苏家的丑恶嘴脸终于暴露的一览无馀!
江辰笑了,笑自己的愚蠢。
婚姻,原本就该是一场充斥着利益与算计的豪赌。
江辰这种纯粹追求爱情的人,在这诡谲云涌的婚姻场里,就象叶问赤手空拳去参加二战一样搞笑!

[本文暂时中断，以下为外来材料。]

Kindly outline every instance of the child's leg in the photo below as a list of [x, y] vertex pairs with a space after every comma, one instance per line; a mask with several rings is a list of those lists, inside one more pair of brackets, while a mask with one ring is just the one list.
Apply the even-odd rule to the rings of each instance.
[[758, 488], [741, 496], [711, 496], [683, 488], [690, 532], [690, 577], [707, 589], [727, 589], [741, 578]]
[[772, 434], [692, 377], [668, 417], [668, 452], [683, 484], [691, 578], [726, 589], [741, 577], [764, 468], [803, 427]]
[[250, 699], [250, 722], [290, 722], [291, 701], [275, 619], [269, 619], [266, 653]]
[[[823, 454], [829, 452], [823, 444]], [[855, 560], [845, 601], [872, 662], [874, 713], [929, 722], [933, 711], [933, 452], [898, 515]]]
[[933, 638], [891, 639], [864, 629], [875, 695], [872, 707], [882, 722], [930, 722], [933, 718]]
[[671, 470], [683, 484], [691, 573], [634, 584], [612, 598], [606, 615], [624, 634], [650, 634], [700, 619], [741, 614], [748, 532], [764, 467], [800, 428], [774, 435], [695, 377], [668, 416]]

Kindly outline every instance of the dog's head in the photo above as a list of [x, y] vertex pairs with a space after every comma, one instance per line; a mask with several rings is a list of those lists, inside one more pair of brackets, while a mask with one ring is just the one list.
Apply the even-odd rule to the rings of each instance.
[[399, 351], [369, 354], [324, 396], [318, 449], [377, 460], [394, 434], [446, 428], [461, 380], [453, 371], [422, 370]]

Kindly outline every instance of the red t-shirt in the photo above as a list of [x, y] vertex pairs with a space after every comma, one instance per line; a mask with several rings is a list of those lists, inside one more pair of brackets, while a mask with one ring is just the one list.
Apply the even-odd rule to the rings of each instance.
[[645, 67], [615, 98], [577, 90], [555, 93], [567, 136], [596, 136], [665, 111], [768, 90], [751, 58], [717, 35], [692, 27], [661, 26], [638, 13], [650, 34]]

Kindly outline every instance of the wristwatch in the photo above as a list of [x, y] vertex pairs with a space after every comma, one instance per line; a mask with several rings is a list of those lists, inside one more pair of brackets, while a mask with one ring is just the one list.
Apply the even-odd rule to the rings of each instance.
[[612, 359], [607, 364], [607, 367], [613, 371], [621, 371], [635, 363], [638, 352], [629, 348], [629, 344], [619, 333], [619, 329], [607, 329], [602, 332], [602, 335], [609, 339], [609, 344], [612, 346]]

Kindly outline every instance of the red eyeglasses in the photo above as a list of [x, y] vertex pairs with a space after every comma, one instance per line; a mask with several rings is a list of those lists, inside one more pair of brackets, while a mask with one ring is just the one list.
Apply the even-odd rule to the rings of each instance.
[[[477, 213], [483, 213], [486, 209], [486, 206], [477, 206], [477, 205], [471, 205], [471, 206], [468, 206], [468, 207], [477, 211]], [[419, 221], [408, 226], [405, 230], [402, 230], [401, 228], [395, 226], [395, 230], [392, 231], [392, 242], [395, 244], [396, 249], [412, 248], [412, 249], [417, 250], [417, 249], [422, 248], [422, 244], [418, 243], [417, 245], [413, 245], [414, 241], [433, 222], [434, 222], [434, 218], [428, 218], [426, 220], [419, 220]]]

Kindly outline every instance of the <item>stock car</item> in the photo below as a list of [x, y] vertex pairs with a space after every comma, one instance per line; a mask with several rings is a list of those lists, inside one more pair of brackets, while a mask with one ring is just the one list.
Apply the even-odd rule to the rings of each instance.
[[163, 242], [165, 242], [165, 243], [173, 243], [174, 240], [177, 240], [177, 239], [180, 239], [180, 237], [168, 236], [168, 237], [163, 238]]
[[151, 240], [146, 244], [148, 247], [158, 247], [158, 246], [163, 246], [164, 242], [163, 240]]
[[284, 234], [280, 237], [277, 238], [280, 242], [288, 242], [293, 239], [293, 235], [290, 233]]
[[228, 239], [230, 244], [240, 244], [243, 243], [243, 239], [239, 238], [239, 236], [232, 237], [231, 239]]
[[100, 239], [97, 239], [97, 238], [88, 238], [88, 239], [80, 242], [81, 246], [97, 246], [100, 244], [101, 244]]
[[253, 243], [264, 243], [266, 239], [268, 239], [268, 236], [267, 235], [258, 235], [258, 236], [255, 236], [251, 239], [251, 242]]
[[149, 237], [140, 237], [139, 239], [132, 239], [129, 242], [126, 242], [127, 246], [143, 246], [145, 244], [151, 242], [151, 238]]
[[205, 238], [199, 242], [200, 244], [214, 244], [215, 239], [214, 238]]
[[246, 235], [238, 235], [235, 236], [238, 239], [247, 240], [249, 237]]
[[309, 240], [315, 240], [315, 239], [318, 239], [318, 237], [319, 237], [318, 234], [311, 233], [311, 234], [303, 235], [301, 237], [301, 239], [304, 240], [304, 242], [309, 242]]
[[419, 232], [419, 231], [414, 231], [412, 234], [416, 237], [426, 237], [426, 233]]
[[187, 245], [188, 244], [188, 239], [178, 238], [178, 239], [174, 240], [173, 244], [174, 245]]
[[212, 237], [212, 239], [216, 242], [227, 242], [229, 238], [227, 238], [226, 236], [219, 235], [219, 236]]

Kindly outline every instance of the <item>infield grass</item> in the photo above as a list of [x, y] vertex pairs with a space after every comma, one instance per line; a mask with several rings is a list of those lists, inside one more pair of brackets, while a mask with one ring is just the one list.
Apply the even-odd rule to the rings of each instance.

“你们可别忘了,苏氏集团的一切都是我给的,你们的一切,都是我给的!”
“好啊,那你叫它试试,看看苏氏集团答不答应你?看看那些钱答不答应你啊?”
柳月梅讥笑道。
她的眼神,和八年前一模一样。不,比八年前还要恶毒!
这次的眼神里,除了嫌弃,还有嘲笑!
是啊!江辰的所有利益都已经被他们榨取干净,他们随时都可以毫无负担地踹掉江辰这头驴!
会走到这一步,都是因为他太过天真!
“钱都在我们手上,你能蹦跶到哪去!你这个没用的杂”
“月梅,够了!”
苏大武见情况不对,立刻捂住了柳月梅的嘴!
气氛变得无比凝重。
“所以,你们都是这样想的你也是这样想的吗?”
江辰扫视面前的众人,最后把目光定格在瘫坐在地上的苏婉清。
“老公,我”
苏婉清眼框红湿,有些畏惧江辰的目光。
她不敢说她的确是这样想的,哪怕是刚刚在医院和苏柔柔这死丫头吵架的时候,她依旧这么想。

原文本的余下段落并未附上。